On March 27, 1987, appellant moved to alter the judgment or, in the alternative, for a new trial, essentially alleging that the Court erred in disallowing appellant’s oral motion to amend its petition to conform to the evidence, and by not allowing evidence of fraudulent credit card charges made pri- or to the 40 days preceding the time the bankruptcy was filed. Appellant also alleged that the judgment was against the weight of the evidence.
On March 30, 1987, the Bankruptcy Judge entered its written order denying appellant’s complaint. More specifically, the order stated:
“This adversary action as to discharge-ability under Section 523 was pleaded specifically under Section 523(a)(2)(C) alleging cash advances in excess of $1,000.00 within 20 days of the filing of the petition for relief. When creditor sought to introduce evidence that very likely would have caused the Court to rule that the debt was not dischargeable under Section 523(a)(2)(A), debtors’ counsel properly objected and was sustained. Counsel for the creditor did not seek to amend the complaint. Although there were indications that from August 30, 1986 (the date of the first charge on the new account) until November 12, 1986 (the date of the filing), husband was unemployed and the debtors had neither means nor hope of repayment, that was not what was pleaded nor relied on by the creditor. There was absolutely no evidence of any cash advance made by debtors, much less an advance of more than $1,000.00 within 20 days of the filing. Even if the Court stretched the pleadings to encompass the 40-day-$500.00 luxury goods purchases theory under Section 523(a)(2)(C), there was no proof of that theory.” (emphasis added)
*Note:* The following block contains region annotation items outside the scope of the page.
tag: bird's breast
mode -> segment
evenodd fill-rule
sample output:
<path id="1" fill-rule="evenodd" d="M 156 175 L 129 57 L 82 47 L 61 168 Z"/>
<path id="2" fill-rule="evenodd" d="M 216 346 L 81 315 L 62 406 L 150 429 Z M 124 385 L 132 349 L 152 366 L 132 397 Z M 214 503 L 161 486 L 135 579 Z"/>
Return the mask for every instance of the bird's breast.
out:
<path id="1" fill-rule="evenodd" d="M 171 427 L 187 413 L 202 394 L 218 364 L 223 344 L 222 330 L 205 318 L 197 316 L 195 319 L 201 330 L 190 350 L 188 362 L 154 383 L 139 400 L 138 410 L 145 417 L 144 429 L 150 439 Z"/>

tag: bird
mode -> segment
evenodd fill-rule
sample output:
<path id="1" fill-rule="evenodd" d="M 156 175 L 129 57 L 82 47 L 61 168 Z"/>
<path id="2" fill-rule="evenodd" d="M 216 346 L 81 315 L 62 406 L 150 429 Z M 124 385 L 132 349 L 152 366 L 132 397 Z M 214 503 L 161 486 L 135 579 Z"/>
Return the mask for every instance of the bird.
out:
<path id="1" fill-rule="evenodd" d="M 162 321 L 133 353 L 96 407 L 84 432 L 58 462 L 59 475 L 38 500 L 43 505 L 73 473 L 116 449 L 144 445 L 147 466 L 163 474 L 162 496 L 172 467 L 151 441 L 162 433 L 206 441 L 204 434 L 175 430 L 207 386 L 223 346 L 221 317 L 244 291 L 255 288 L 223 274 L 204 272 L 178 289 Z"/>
*433On April 3, 1987, the Bankruptcy Judge entered its Order overruling appellant’s motion to alter the judgment or for a new trial. In overruling these motions, the Court noted that: “Plaintiff indicates that the Court erred in disallowing plaintiffs’ oral motion to amend the petition to conform to the evidence. The Court does not recall such a motion being made.” Bankruptcy Judge’s April 8, 1987 Order, pg. 1.
Appellant timely filed its appeal to this Court on April 15, 1987.
Discussion
On appeal, appellant essentially raises two points. First, appellant argues that the Bankruptcy Judge abused his discretion by not allowing appellant to amend its complaint to conform to the evidence of extension of credit obtained by false pretenses, false representation and fraud. Second, appellant argues that the issue of fraud was tried by implied consent of the parties and, thus, should have been treated in all respects as if it had been raised in the pleadings, even absent amendment, and that the judge should have found the debt nondischargeable because of fraud. However, for a number of fundamental reasons, the Bankruptcy Judge’s decision must be affirmed.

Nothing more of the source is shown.